I know this is hard for you folks, saying that you may be wrong. You, more than most, I think, are prone to an immense amount of existential anxiety—a certain gnawing fear of where you stand in the world—and doctrines that are very concrete and specific give you an incredible amount of comfort. Being ‘right’ means that you know where you stand, and this knowledge, in a confusing and chaotic world, seems crucial to survival.
But certainty, especially of the theological variety, can be the most unforgiving of idols. As soon as we reduce God and God’s ways to a set of propositional truths about God, we stop worshipping God altogether. We worship doctrine instead, and doctrines are as unworthy of our worship as any Asherah pole or image of Baal.
What’s worse, we become . . . proud. If we alone have the right doctrine, we alone the right understanding, then really, how silly or misguided or in error are those people who think otherwise? Right? I mean, how could they even believe anything else? After all, we so obviously have the right answer . . .
You see what I mean? It is your certainty—really, your almost cavalier cocksureness about what is true doctrine—that leads you to prideful thinking.

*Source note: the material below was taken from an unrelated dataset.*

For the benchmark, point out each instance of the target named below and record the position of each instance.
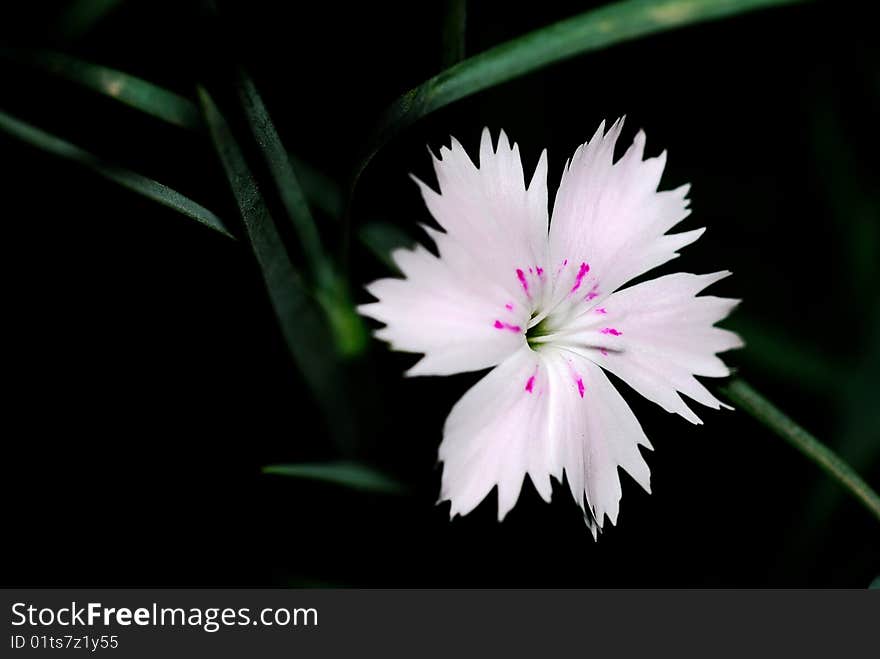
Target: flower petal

And now, the encouragement:
Friends, what you must recover is a deep, abiding sense of wonder at God’s mystery. It is only in the eschaton, at the end of days, that we will know fully, even as we are fully known. Until then, all our doctrines—whether that be universalism or cessationism or penal substitutionary atonement or anything else—are “best guesses”. They are thoughtful reflections and meditations on Scripture, tradition, and our own experiences.
Please, please understand that God is a mystery to be encountered, and encountered in the Person of Christ, not a doctrine to explain. Because of their provisional nature, because they arise out of this encounter, our words about this God—our theologies—must be brought forward with open hands. They must be offered, not wielded.

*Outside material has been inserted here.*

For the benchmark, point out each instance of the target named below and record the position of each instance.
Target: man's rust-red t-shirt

True humility emanates naturally from acceptance of this fact. We. Do. Not. Know. God alone is Truth.
You want to be humble? Give glory, then, to the One who is revealed not in human words, but in human form; not in what we say about God, but in what God says about us; not in the wood and clay of human doctrines, but in our own encounter with the great mystery of a human Person—that is, Jesus Christ our Lord!
It is when, and only when, we encounter this God that we can experience true humility. For before this peculiar, mysterious God, all our words, all our doctrines become but stammers and stutters in the presence of the One Who is Holy. In the presence of the Living God, all must fall silent.
Grace and peace to you, my brothers and sisters. May God grant you an assurance of God’s love today, tomorrow, and the next day, too. May you forever grapple with God’s mysterious presence.